New York Council: Problems in the Immediate Family

The annual Family of Man awards dinner in New York City last month appeared to be more of a family quarrel than an expression of human solidarity.

While the city’s Council of Churches sponsored a $150-a-plate dinner attended by 2,000 inside the New York Hilton, a farrago of 500 gathered outside to protest the council’s honoring of President Nixon; former Ambassador Averell Harriman; Dr. S. I. Hayakawa, battle-scarred president of San Francisco State College; and civil-rights leader Bayard Rustin.

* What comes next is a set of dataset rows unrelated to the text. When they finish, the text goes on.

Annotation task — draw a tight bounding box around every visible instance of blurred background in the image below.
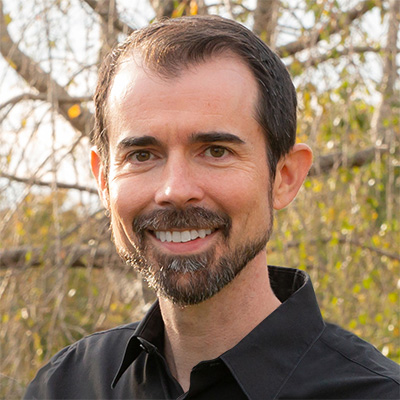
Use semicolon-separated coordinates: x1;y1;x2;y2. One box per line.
0;0;400;399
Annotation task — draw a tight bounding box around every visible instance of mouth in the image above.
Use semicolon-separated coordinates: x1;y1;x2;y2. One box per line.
151;229;215;243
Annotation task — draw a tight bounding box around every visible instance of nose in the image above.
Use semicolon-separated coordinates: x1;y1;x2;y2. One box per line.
155;156;204;208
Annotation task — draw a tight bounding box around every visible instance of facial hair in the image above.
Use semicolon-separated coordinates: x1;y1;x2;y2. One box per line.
117;207;273;306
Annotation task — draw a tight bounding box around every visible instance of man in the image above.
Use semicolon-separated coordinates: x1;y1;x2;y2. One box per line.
26;17;400;399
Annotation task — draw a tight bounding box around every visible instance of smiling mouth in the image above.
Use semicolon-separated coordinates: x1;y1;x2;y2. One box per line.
152;229;215;243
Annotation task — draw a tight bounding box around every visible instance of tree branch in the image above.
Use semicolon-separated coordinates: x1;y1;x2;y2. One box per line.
269;236;400;261
82;0;135;35
0;93;93;110
0;0;92;136
0;246;125;270
308;146;389;176
297;46;382;67
276;0;377;57
0;172;98;194
253;0;280;48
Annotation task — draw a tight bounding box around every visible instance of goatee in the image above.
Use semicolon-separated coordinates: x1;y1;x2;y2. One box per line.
117;207;273;306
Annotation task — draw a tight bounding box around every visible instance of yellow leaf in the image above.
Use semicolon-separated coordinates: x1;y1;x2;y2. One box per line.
4;14;12;25
68;104;81;119
189;0;199;15
6;57;17;69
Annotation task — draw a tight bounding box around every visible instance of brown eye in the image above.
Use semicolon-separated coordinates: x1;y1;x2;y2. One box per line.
206;146;227;158
132;150;151;162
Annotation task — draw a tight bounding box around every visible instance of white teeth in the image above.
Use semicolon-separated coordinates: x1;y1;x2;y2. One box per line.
155;229;212;243
172;231;181;243
159;232;166;242
190;229;199;240
181;231;191;242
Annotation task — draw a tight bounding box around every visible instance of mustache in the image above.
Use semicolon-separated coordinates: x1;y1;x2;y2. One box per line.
132;206;232;237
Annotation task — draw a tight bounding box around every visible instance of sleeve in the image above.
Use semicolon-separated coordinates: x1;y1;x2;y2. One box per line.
23;346;73;400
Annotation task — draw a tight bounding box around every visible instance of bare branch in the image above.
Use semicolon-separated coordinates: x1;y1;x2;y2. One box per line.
308;146;389;176
0;172;97;194
150;0;175;19
82;0;135;35
253;0;280;48
0;0;92;136
269;236;400;261
277;0;378;57
0;93;93;110
290;46;382;67
0;245;124;270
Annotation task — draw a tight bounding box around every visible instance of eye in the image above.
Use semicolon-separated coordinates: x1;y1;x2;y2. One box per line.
204;146;228;158
128;150;153;162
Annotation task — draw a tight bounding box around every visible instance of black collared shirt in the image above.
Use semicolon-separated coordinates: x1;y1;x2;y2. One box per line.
25;267;400;400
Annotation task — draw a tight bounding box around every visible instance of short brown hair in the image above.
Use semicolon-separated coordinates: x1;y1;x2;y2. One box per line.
91;16;297;177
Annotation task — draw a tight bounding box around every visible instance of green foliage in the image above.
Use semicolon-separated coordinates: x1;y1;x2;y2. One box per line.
0;0;400;398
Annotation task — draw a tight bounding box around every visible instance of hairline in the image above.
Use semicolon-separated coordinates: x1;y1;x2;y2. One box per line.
101;47;278;178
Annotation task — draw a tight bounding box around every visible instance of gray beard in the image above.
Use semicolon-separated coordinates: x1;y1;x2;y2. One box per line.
117;208;273;306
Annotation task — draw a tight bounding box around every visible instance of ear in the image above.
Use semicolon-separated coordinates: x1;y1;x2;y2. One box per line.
90;147;110;210
273;143;312;210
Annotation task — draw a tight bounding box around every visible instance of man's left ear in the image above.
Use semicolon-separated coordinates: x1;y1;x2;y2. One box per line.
273;143;312;210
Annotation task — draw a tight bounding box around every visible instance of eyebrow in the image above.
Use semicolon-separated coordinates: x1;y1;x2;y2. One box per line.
117;136;160;151
190;132;245;144
117;132;245;151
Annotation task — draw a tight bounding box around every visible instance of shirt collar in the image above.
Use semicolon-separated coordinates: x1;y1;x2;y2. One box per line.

“It must be said … in plain truth,” said Secretary of State William P. Rogers as he accepted Nixon’s medallion, “that the leaders in Hanoi look upon disruption and dissent in the United States as their best ally.” Meanwhile, at the protest outside (engineered by Union Theological Seminary students), alternate awards were presented to James Forman (present) for “the Black Manifesto which symbolizes a great deal of hope”; Pete Seeger, “in this day of dead lakes and fouled-up rivers … for his interest in ecology”; Father James Groppi (unavoidably detained in a Wisconsin jail), for “uniting the people of Milwaukee who are poor and oppressed”; and others.

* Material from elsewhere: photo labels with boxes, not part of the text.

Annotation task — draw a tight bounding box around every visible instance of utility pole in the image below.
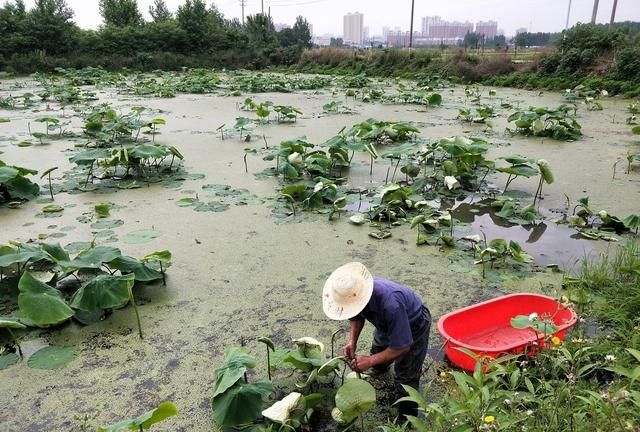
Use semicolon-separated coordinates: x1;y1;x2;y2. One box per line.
409;0;415;48
609;0;618;28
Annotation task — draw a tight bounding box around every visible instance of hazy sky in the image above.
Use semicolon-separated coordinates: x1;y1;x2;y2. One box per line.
20;0;640;35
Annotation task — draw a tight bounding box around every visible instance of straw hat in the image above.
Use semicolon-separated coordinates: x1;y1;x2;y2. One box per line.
322;262;373;320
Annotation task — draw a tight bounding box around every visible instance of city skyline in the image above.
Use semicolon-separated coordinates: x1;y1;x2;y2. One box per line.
20;0;640;36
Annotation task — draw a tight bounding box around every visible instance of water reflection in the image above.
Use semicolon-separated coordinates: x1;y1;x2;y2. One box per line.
448;198;593;268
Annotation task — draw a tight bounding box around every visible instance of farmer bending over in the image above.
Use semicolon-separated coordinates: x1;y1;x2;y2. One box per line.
322;262;431;415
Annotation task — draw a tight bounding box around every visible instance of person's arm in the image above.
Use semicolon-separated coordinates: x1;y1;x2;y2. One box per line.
351;347;411;372
342;319;364;360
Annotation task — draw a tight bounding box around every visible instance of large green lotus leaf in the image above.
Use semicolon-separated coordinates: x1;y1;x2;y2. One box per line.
0;353;20;370
498;154;534;165
18;272;73;326
27;346;77;369
140;249;171;264
497;164;539;177
212;380;273;426
622;214;640;229
58;246;122;269
0;317;27;329
213;348;256;398
0;166;18;183
5;176;40;200
336;379;376;417
109;256;162;282
42;243;69;261
98;402;178;432
71;274;135;312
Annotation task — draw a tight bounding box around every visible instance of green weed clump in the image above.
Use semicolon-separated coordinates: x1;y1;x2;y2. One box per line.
382;241;640;432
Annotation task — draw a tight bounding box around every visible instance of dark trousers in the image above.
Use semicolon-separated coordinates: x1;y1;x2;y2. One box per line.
371;305;431;415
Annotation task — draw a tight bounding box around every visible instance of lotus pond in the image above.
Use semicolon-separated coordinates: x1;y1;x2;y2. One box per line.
0;70;640;431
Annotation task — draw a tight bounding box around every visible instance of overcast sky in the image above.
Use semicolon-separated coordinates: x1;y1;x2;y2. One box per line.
17;0;640;35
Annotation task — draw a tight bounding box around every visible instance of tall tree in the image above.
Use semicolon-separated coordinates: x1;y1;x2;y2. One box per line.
176;0;209;51
291;15;311;48
26;0;76;54
149;0;173;22
99;0;144;27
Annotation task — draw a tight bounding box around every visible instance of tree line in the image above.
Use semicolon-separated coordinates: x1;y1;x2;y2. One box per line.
0;0;311;72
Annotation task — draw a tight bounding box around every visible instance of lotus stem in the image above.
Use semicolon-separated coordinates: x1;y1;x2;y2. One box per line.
7;327;24;358
391;158;402;182
49;173;53;201
533;175;544;206
159;261;167;286
331;328;344;358
129;287;143;339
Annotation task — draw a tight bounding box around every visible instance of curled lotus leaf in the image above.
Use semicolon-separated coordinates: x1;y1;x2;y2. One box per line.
262;392;305;424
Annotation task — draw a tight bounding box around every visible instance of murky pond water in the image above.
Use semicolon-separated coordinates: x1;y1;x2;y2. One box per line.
0;76;640;431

The protest group was a surprising assortment from moderate clergy to the Weatherman faction of the Students for a Democratic Society, Youth Against War and Facism, the “Crazies” militant youth group, and some supporters of the National Liberation Front. After the counter-awards, the clergy group marched across the street in defiance of a police order and fed one another bread and wine.

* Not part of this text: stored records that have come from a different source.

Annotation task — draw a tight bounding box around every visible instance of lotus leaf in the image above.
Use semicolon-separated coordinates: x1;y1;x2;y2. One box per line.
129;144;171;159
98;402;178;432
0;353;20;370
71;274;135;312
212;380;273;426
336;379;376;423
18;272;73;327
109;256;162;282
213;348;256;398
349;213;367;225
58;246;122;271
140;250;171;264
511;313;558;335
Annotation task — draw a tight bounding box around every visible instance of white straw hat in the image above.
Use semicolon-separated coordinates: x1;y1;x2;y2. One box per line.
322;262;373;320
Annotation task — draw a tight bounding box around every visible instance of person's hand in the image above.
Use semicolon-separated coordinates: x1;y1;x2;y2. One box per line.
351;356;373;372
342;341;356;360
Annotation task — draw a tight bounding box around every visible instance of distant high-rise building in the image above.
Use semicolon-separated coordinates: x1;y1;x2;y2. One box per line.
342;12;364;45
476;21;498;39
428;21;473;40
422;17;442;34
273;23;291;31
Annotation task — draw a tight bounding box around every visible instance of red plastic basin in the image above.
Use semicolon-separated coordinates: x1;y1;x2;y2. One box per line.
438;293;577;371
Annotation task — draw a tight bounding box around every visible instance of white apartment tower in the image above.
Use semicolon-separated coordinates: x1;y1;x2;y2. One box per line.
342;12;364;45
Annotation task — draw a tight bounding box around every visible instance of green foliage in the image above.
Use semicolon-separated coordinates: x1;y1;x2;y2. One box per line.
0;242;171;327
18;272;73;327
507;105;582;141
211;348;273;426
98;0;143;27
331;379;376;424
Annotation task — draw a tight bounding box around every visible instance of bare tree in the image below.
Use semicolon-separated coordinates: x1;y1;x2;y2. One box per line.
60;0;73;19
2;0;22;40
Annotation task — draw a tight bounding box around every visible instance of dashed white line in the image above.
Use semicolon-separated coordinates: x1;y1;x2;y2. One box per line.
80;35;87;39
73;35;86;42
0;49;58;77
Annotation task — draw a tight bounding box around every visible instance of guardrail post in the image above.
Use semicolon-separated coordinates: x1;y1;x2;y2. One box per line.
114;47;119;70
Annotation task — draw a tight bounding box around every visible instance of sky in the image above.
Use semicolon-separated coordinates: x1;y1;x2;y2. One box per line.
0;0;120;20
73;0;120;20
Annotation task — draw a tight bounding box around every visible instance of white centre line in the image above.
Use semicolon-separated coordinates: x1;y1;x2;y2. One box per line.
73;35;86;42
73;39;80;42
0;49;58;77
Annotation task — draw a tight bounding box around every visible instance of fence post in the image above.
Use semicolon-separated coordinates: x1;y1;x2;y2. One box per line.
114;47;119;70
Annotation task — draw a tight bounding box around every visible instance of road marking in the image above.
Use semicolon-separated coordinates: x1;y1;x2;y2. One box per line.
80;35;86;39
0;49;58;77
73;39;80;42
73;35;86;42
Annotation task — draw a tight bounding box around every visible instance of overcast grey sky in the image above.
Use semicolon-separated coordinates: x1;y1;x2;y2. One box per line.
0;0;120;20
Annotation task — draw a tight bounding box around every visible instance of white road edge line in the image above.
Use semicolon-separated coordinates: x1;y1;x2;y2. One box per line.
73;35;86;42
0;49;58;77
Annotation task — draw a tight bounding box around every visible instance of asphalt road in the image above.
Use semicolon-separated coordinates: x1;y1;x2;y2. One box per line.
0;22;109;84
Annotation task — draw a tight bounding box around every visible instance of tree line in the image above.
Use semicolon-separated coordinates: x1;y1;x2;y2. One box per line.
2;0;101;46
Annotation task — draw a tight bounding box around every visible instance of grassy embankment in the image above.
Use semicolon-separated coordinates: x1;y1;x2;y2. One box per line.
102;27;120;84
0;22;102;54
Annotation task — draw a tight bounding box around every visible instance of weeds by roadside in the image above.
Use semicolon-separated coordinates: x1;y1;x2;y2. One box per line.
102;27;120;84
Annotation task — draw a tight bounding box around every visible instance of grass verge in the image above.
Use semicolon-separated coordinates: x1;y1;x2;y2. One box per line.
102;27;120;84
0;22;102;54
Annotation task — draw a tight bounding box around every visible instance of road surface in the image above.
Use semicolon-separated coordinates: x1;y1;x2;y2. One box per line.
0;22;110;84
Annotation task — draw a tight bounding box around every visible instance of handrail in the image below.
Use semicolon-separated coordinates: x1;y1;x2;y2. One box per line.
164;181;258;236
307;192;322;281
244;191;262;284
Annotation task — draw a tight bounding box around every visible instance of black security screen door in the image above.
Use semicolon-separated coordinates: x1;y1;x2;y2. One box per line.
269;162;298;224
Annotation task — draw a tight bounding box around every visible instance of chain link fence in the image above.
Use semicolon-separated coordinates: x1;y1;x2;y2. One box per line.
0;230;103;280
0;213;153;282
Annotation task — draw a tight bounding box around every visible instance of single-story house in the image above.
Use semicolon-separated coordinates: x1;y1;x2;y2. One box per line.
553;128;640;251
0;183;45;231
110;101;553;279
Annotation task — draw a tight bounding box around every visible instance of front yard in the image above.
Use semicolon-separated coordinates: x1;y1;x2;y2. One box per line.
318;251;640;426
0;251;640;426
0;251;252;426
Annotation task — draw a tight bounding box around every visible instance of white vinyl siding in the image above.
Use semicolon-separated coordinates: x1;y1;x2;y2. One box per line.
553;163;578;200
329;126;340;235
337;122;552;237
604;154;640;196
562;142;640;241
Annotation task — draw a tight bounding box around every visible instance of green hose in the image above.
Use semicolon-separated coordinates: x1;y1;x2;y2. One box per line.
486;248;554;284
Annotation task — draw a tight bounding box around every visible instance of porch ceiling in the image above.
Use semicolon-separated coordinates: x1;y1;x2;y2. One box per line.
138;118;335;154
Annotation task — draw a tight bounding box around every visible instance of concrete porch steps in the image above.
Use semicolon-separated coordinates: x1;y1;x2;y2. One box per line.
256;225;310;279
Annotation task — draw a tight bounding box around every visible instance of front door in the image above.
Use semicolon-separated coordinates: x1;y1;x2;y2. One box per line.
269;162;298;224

Several days before, a bevy of New York clergymen “liberated” the office of the Council of Churches’ head Dr. Dan Potter, and protested that the jaunty Hayakawa was unsuited for his award because he handled student radicals by the “violence of repression.” Among those supporting the office takeover was New York Seminary president Dr. George Webber.

The awards dinner a year ago led to a split between the Family of Man Corporation and the council, which filed a suit charging that individuals withheld the dinner receipts from the council. The funds were “frozen” by court order. Unless things thaw, next year’s dinner may be frozen, too.